Rabattons donc infiniment du récit des anciens, pour avoir une juste idée des richesses du Pactole, qui toutefois étoient considérables. Si cette riviere n’avoit que détaché par hasard quelques parcelles d’or des mines qu’elle traversoit, elle n’auroit pas mérité l’attention de Crésus & de ses ayeux, moins encore celle des rois de Perse successeurs de Crésus. Les souverains s’attachent rarement à des entreprises dont la dépense excede le profit. Le soin avec lequel les rois de Lydie ramassoient l’or du Pactole, suffit pour montrer que la quantité en valoit la peine.

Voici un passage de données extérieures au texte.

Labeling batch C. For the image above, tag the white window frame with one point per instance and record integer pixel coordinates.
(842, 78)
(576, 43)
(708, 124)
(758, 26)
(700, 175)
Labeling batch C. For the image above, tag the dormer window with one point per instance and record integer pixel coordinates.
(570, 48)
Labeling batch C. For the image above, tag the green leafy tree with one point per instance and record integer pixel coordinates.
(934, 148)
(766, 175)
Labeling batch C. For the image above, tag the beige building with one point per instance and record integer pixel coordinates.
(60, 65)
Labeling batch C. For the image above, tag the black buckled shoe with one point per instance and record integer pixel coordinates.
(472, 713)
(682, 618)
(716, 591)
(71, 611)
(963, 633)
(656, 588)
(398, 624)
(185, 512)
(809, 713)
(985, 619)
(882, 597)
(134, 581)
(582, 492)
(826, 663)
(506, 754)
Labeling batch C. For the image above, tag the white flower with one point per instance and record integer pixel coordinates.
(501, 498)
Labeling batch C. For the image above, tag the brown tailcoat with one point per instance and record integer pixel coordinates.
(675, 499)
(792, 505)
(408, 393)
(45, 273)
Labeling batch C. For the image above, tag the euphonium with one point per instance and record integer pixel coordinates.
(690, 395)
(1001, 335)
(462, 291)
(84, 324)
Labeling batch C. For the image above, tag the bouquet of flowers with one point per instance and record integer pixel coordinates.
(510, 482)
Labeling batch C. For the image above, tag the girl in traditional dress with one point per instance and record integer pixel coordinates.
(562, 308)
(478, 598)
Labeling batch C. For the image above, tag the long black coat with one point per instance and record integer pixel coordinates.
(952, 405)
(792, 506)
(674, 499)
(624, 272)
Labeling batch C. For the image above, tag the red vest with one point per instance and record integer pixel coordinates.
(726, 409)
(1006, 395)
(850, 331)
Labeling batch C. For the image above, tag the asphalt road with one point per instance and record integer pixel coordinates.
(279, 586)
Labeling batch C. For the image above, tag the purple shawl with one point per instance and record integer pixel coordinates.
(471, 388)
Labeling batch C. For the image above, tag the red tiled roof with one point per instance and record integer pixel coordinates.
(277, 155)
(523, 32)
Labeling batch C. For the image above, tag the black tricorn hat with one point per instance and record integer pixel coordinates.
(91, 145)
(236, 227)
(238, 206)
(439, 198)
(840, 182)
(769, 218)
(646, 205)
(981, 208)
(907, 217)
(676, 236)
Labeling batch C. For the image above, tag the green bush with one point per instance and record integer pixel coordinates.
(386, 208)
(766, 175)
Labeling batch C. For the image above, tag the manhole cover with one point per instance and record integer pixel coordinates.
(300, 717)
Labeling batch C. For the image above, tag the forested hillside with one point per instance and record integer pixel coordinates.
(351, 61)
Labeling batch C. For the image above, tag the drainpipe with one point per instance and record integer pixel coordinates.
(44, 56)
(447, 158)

Le peu de profondeur du Pactole, & la tranquillité de son cours, facilitoient le travail nécessaire pour en retirer les parcelles de ce métal précieux ; ce que les ouvriers laissoient échapper alloit se perdre dans l’Hermus, que les anciens mirent par cette raison au nombre des fleuves qui roulent l’or, comme on y met parmi nous la Garonne, quoiqu’elle ne doive ce foible avantage qu’à l’Ariège, Aurigera, qui lui porte de tems-en-tems quelques paillettes d’or avec ses eaux.

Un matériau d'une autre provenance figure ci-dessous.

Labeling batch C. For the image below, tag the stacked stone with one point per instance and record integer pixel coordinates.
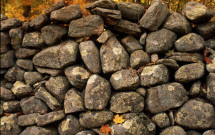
(66, 74)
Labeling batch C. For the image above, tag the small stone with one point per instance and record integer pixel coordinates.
(11, 106)
(125, 80)
(113, 56)
(66, 14)
(176, 130)
(130, 11)
(123, 102)
(188, 115)
(97, 93)
(53, 33)
(58, 86)
(164, 97)
(77, 76)
(25, 53)
(178, 24)
(94, 119)
(57, 56)
(51, 117)
(9, 125)
(190, 72)
(127, 27)
(25, 64)
(21, 90)
(10, 23)
(90, 55)
(161, 120)
(154, 75)
(160, 41)
(45, 96)
(131, 44)
(138, 59)
(33, 39)
(14, 74)
(69, 126)
(6, 94)
(28, 120)
(86, 27)
(154, 16)
(73, 102)
(33, 105)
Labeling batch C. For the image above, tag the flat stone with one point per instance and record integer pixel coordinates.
(86, 27)
(154, 75)
(53, 33)
(33, 105)
(154, 16)
(66, 14)
(94, 119)
(190, 72)
(97, 93)
(38, 22)
(57, 56)
(164, 97)
(73, 102)
(58, 86)
(90, 55)
(160, 41)
(135, 124)
(28, 120)
(125, 80)
(131, 44)
(123, 102)
(45, 96)
(130, 11)
(10, 23)
(7, 59)
(69, 126)
(138, 59)
(51, 117)
(113, 56)
(196, 114)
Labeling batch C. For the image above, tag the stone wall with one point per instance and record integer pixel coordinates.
(66, 74)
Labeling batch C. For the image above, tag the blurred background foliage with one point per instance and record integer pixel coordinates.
(26, 10)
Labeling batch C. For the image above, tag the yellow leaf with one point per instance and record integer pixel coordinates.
(118, 119)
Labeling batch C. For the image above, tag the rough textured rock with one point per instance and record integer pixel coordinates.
(73, 101)
(190, 43)
(123, 102)
(154, 75)
(97, 93)
(77, 76)
(136, 123)
(160, 41)
(139, 58)
(57, 56)
(95, 118)
(196, 114)
(130, 11)
(125, 80)
(154, 16)
(52, 33)
(58, 86)
(165, 97)
(113, 56)
(90, 55)
(48, 118)
(33, 105)
(86, 27)
(66, 14)
(190, 72)
(178, 23)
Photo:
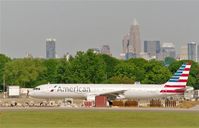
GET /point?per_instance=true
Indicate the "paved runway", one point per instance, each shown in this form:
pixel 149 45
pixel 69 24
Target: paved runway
pixel 194 109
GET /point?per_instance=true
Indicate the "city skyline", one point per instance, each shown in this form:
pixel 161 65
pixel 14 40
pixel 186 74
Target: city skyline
pixel 78 26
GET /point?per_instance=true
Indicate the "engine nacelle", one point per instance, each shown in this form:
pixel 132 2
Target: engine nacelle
pixel 120 97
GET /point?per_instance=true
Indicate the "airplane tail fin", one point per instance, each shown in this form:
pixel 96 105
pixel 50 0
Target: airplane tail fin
pixel 177 83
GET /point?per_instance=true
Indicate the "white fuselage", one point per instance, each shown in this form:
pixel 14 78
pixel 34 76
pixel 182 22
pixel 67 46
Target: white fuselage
pixel 89 91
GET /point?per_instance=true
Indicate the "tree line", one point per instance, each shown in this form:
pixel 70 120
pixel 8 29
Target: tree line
pixel 89 67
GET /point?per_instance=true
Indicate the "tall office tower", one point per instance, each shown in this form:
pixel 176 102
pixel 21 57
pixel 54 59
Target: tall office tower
pixel 152 48
pixel 125 44
pixel 50 48
pixel 192 51
pixel 106 50
pixel 183 53
pixel 134 39
pixel 96 50
pixel 168 50
pixel 198 53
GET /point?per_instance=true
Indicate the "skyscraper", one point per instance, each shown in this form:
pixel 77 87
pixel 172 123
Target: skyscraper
pixel 168 50
pixel 125 44
pixel 134 39
pixel 198 53
pixel 183 53
pixel 152 48
pixel 50 48
pixel 106 50
pixel 192 51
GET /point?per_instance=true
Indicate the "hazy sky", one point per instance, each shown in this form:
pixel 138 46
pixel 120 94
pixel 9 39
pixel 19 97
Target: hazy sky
pixel 79 25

Au reste, celui du Pactole étoit au meilleur titre, car l’auteur du traité des fleuves lui donne le nom d’or darique, monnoie des Perses qui étoit à 23 karats, d’où il résulteroit que l’or du Pactole, avant que d’être mis en œuvre, n’avoit qu’une 24. partie de matiere hétérogène.

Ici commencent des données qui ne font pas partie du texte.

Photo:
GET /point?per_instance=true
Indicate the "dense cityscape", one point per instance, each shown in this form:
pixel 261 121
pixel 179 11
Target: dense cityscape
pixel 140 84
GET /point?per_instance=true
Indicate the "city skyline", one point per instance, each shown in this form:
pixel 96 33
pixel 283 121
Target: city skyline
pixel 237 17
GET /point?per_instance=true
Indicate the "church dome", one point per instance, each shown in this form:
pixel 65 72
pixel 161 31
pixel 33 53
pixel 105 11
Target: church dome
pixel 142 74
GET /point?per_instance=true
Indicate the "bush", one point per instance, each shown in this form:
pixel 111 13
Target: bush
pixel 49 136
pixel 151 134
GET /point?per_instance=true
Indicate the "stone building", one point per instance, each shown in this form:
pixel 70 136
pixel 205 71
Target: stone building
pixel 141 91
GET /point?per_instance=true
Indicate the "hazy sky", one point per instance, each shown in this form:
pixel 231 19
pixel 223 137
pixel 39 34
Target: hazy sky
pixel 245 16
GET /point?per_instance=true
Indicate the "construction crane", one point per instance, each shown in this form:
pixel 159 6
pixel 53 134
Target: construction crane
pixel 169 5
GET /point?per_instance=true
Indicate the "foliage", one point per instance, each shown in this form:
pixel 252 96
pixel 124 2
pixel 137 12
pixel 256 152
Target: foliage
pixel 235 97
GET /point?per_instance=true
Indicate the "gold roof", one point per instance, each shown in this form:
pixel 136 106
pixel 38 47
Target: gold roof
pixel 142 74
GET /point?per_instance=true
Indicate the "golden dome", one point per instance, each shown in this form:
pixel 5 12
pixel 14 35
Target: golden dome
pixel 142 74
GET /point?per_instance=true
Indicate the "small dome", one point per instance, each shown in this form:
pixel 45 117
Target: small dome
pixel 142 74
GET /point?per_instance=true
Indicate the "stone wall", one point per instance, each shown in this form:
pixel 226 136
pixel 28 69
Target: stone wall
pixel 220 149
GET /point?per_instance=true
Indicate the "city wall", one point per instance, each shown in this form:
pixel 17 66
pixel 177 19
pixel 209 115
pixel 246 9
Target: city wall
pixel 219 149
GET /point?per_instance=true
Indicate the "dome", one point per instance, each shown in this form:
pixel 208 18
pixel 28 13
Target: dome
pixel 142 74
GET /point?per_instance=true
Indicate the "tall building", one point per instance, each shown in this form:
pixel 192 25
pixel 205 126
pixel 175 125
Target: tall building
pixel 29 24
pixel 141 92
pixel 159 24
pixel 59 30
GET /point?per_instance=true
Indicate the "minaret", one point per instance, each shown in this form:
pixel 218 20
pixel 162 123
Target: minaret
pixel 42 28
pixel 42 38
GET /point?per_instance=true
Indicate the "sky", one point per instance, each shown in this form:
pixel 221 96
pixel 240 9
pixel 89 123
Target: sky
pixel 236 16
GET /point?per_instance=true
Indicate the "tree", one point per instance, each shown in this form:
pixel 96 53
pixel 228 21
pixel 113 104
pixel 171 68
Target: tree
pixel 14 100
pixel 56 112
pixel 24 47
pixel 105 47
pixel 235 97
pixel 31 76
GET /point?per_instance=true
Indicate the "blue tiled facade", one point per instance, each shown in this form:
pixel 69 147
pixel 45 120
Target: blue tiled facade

Ajoutons à la gloire du Pactole, que l’on trouvoit dans ses eaux argentines une espece de crystal ; que les cygnes s’y plaisoient autant que dans celles du Caystre & du Méandre ; & que ses bords étoient émaillés des plus belles fleurs. Si l’on étoit assuré que la pourpre, si connue dans l’antiquité sous le nom de pourpre sardique, se teignît à Sardes & non pas en Sardaigne, on pourroit dire encore à la louange des eaux du Pactole, qu’elles contribuoient à la perfection de ces fameuses teintures. Enfin l’on sait que les habitans de Sardes avoient sous Septime-Sévere établi des jeux publics, dont le prix paroit tout-ensemble faire allusion aux fleuves qui embellissoient les rives du Pactole, & à l’or qu’il avoit autrefois roulé dans son lit : ce prix étoit une couronne de fleurs d’or.

Tout a changé de face ; à peine le Pactole est-il connu de nos jours : Smith, Spon, Whéeler, & d’autres voyageurs modernes n’en parlent que comme d’une petite riviere, qui n’offre rien aujourd’hui de particulier, & peut-être nous serions nous borné à le dire séchement, sans les recherches de M. l’abbé Barthélemi, dont nous avons eu le plaisir de profiter. (D. J.)